Spine surgeons and the coronavirus: 8 things to know


Here are eight things for spine surgeons to know about the coronavirus this week.

1. Many spine surgeons have transitioned their practices to telemedicine during the coronavirus pandemic, and now perform only essential procedures. There are several considerations when performing essential surgery on a patient during the pandemic, especially if that patient is COVID-19 positive. Ratnesh Mehra, DO, outlined how his team was able to perform essential neurosurgery on a patient with coronavirus that allowed the patient to walk again.

2. Physician groups, including spine and neurosurgery groups, have furloughed staff members and cut executive pay during the pandemic as elective surgeries are canceled or postponed. The surgeons of Michigan Head and Spine Institute took a 45 percent pay cut during the transition to COVID-19 so employees could still be paid. Beacon Orthopaedics & Sports Medicine furloughed 219 employees and the CEO as well as surgeon partners announced they would go without pay during the pandemic. The practice is backed by private equity firm Revelstoke Capital Partners.

3. Spine technology and device companies are also affected by the lack of elective procedures being performed across the country. Some, like Medtronic, have transitioned to producing ventilators or masks, which are in short supply among front-line workers caring for COVID-19 patients. Stryker and Medtronic both withdrew their 2020 full year guidance projections due to COVID-19. However, Johnson & Johnson moved forward with its second investment in OrthoSpine, a medical technology startup.

4. Specialists, including orthopedic surgeons, have been called to care for patients with COVID-19 as the number of cases explodes in New York. Gov. Andrew Cuomo has also asked specialists to come out of retirement to conduct telehealth visits or support ongoing care efforts for patients with the coronavirus.

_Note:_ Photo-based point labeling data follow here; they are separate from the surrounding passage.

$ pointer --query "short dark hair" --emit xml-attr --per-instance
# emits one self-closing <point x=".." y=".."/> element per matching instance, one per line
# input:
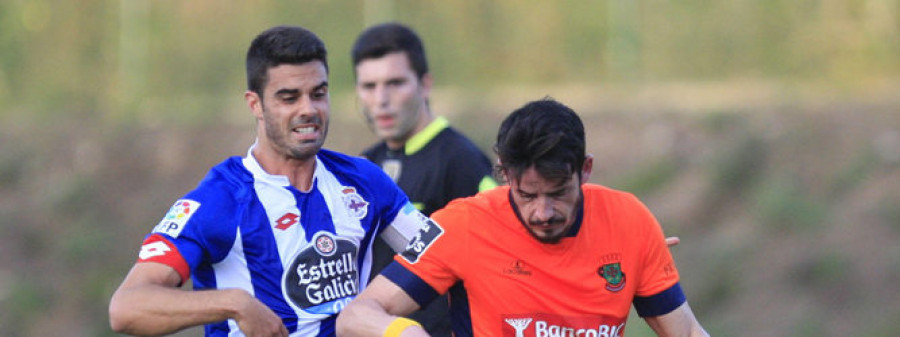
<point x="386" y="38"/>
<point x="281" y="45"/>
<point x="545" y="134"/>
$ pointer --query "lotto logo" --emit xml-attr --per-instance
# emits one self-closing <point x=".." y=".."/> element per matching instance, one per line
<point x="153" y="249"/>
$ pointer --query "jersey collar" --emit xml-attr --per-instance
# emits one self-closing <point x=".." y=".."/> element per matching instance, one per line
<point x="422" y="138"/>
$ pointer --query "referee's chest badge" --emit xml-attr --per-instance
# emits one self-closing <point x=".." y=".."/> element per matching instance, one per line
<point x="356" y="205"/>
<point x="615" y="278"/>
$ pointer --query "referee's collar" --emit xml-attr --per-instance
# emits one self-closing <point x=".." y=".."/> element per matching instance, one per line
<point x="419" y="140"/>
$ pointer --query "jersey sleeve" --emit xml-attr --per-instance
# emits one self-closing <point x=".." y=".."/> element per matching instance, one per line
<point x="659" y="291"/>
<point x="197" y="229"/>
<point x="400" y="218"/>
<point x="659" y="272"/>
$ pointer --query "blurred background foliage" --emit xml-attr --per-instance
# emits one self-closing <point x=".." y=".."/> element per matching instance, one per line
<point x="765" y="133"/>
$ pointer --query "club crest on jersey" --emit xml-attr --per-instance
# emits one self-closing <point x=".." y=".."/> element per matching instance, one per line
<point x="173" y="222"/>
<point x="615" y="278"/>
<point x="287" y="220"/>
<point x="325" y="244"/>
<point x="356" y="205"/>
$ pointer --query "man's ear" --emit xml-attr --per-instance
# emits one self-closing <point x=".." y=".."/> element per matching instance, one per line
<point x="427" y="83"/>
<point x="586" y="168"/>
<point x="502" y="172"/>
<point x="255" y="103"/>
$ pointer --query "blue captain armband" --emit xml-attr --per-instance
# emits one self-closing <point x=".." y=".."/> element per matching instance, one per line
<point x="660" y="304"/>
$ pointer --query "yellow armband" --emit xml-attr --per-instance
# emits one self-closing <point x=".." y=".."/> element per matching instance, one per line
<point x="398" y="325"/>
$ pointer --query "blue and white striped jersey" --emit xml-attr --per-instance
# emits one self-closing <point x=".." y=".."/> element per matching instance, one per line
<point x="304" y="254"/>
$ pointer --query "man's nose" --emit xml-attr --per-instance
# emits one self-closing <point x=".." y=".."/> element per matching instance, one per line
<point x="544" y="209"/>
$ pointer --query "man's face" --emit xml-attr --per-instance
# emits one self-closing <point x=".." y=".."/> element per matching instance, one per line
<point x="295" y="109"/>
<point x="547" y="207"/>
<point x="393" y="97"/>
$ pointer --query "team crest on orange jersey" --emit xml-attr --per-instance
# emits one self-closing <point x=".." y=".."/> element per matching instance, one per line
<point x="615" y="278"/>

5. Spine and neurosurgeons with ASCs are planning their next move. Many temporarily halted elective procedures during the pandemic. CMS now allows ASCs to partner with local health systems to treat overflow patients without COVID-19 or perform essential surgeries during the pandemic. ASCs are still trying to figure out the best way to move forward to assist with patient care during the pandemic.

6. Unemployment across industries has increased during the COVID-19 pandemic, as companies lay off workers or close their doors due to social distancing measures and stay-in-place orders. The U.S. Bureau of Labor Statistics reported there were 43,00 healthcare jobs lost in March. According to WalletHub, the five states with the largest jobless increases due to COVID-19 are Louisiana, North Carolina, Indiana, New Hampshire and Florida.

7. Fitch reported recently that nonprofit hospitals are vulnerable to coronavirus-related market fallout, and about half of nonprofit hospitals have 10 percent to 40 percent of their portfolios invested in equities. It also reported that hospitals have seen a median loss of about 30 days of cash on hand in the past few weeks, but that isn't of "immediate concern yet" and most hospitals have cash on hand to fund about 200 days of operations.

8. President Donald Trump signed the Coronavirus Aid, Relief and Economic Security Act on March 27, providing direct financial assistance to individual Americans, small businesses and employers as well as support healthcare providers. The CARES Act provides $377 billion in small business loans as well as $500 billion in loans for distressed companies.